There’s a crisis in Philly — not enough pay to attract substitute teachers, causing teachers to work extra. Sound familiar? Read a Philly blog post about it:
When the school district of Philadelphia contracted with Source4Teachers to provide substitute teachers in June, it gave the company a list with about 1,100 names of subs. These men and women had subbed for the district at least once during the previous year. Some of them, like a teacher who lives in Mt. Airy and had taught full-time for decades and subbed in his retirement, considered substitute teaching a passion.
But the daily pay offer he received was about 37 percent of what he and other veteran substitutes like him were used to making.
Months later, the school district is experiencing a substitute teacher crisis. Long-time subs are holding out because of the lower pay and for not wanting to feel like scabs. Full-time teachers work extra to makeup for the absences of subs…
In the BPS, we have the same crisis, even without the contracting out of substitute work.

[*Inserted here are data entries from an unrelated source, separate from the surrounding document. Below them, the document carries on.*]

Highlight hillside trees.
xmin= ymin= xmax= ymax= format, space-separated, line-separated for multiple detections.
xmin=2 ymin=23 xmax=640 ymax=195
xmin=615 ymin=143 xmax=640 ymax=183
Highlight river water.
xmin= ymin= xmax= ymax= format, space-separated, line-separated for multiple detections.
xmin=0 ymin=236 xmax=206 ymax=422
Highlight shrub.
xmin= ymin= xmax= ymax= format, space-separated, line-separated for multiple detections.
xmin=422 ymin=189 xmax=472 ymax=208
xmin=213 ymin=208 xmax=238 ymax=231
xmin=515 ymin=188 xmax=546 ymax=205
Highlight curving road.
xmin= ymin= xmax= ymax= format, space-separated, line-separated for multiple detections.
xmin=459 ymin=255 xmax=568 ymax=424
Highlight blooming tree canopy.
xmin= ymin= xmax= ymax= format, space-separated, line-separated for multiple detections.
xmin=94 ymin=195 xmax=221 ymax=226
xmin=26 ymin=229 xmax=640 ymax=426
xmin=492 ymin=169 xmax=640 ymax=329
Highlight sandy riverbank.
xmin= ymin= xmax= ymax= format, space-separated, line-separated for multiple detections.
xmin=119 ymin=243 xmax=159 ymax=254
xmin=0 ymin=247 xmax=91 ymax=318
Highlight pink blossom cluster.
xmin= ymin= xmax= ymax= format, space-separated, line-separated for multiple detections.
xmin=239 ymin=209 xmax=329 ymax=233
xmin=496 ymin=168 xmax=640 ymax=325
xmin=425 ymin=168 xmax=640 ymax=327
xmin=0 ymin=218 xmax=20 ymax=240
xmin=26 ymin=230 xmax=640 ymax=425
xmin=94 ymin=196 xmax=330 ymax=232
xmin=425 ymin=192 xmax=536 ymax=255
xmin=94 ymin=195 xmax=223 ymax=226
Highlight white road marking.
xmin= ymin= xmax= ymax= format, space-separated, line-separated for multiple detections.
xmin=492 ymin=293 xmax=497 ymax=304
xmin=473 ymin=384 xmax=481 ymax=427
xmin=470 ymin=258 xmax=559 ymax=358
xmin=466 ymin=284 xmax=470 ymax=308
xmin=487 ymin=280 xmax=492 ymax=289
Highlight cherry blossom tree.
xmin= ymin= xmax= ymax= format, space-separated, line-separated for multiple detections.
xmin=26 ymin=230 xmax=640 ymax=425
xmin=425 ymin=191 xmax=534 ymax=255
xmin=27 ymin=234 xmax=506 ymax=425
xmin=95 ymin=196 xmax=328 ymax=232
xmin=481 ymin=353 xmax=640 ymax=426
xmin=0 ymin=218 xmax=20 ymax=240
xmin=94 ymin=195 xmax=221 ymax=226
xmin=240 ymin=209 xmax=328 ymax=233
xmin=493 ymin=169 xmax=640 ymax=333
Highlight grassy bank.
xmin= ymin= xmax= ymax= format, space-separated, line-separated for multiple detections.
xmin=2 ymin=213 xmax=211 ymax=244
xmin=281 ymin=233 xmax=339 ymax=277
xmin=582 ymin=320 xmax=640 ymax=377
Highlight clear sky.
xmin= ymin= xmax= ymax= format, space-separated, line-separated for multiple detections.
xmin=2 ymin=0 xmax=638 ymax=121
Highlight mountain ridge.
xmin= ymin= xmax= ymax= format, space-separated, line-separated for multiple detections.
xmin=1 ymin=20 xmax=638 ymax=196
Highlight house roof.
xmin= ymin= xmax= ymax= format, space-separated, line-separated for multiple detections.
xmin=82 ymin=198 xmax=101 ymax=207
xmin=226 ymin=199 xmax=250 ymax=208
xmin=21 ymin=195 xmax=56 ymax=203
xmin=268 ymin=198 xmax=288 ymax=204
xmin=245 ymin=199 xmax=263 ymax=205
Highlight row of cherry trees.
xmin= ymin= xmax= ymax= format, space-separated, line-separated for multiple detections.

Here’s how to get compensated for the lack of substitute teachers:
Eligible teachers who lose a Planning and Development period because they have to cover for a missing substitute are also entitled to collect compensation. Read more.
See the form for payment. The form is used for both types of substitute payment — both for list P&Ds as well as the absorption of students from classes that are uncovered.
Editor’s note: If an administrator calls for a substitute teacher and none is available, the affected teachers are still, if eligible, entitled to collect compensation.